Понятно, хутор Хаблаков — это идиллия, лирика, моя бы жена рассмеялась, лирику на хлеб не намажешь, если до райцентра пятьдесят километров грунтовки. А у нас и область под боком, и до Киева по шоссе рукой подать. Но я в своей жизни не изведал такой лирики и романтики, потому и завидую.
Я рано сообразил, что в погоне за синей птицей можно и воробья упустить. Время было тревожное, постоянные разговоры о ликвидации трети районов, куда ткнешься с двумя курсами университета? — и без меня писак хватает, да и не каждый редактор возьмет заочника. И из Тереховки не хотелось уезжать, уютный поселочек, все под рукой. Кстати, тогда и с будущей женой уже познакомился. Сразу сошлись характерами, как говорится, и мыслями. Библиотекой заведовала жена районного врача (с моей они подруги). Врач вовремя, еще до ликвидации района, навострил лыжи из Тереховки, а я занял место в библиотеке…
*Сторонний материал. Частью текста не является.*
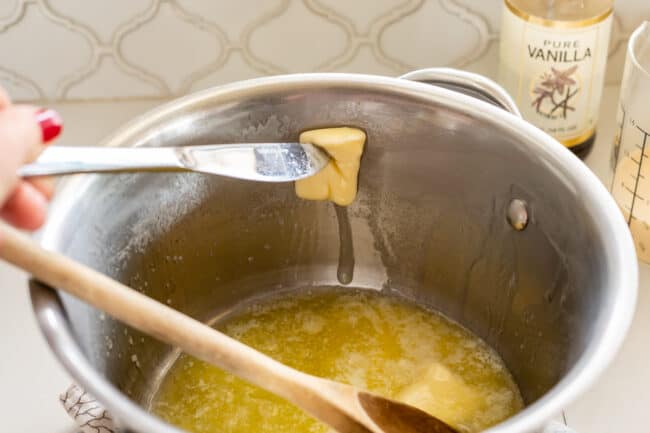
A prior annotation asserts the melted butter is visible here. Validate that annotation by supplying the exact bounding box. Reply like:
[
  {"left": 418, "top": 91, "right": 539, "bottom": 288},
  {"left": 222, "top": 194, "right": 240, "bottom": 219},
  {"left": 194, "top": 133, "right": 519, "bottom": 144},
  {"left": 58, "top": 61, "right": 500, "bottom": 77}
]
[
  {"left": 152, "top": 290, "right": 523, "bottom": 433},
  {"left": 296, "top": 128, "right": 366, "bottom": 206}
]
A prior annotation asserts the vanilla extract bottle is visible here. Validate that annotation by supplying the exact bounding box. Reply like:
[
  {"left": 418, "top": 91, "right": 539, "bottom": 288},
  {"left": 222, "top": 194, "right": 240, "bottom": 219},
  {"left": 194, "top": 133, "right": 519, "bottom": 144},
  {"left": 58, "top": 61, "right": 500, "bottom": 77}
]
[{"left": 499, "top": 0, "right": 614, "bottom": 157}]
Иван читал очерк Хаблака. Презрительно хмыкал, натыкаясь на примитивный абзац, удивлялся наивной простоте слога, морщился от неточного слова, натужного диалога. А прочитав, подумал, что рациональное зерно в материале все же есть, для районки сойдет, после серьезной правки.
Загатный начал править. Зачеркивал каллиграфическим учительским почерком строки и размашисто вписывал на обороте целые абзацы. Нервные буквы щедро всходили на скудном поле, пряча под собой его наивные пустоты и неровности. «Удивительно, до чего люди элементарно не умеют мыслить», — думал Загатный и черкал дальше, сдвигая на край стола страницу за страницей — на машинку.
Еще писака. Все они пишут одинаково плохо, авторучка секретаря уверенно летала по строчкам, возводя многоэтажные конструкции: Загатный был и архитектором, и каменщиком, все остальные — годились лишь в подсобники.
(Это называлось у нас в редакции конвейером.)
В воображении секретаря вырисовывалась будущая газета — из выправленных, наполовину переписанных или им написанных материалов, из придуманных им заголовков, из вычерченного его рукой макета.
Ивана нисколько не тяготила эта единоличная работа, нагружайте больше, еще, еще, я подниму, вывезу, но что бы вы делали без меня? Придет заветный миг, я помашу Тереховке рукой из окна автобуса, что вы тогда запоете? Может быть, оцените, наконец? А впрочем, какой еще благодарности от людей захотел?
Они сперва испепелят, потом будут благодарить, на коленках молиться. Такая вот диалектика. Вызвал машинистку:
— Материалы с моей правкой. Подготовьте к сдаче в типографию.
Все. Как можно меньше слов. Костяк без лирики. Теория айсберга. Ныне время притч. Дать клубок, а нитки пусть наматывает каждый, сколько сумеет.
Тереховка, духота, толпа и одиночка…
Загатный взял готовый номер газеты, еще раз проглядел передовую. Ерунда, а звучит как мощная музыка. Великая магия организованного слова. Организованного. Выстроенного в колонны, шеренги, ряды. И он — полководец. Полководец слов.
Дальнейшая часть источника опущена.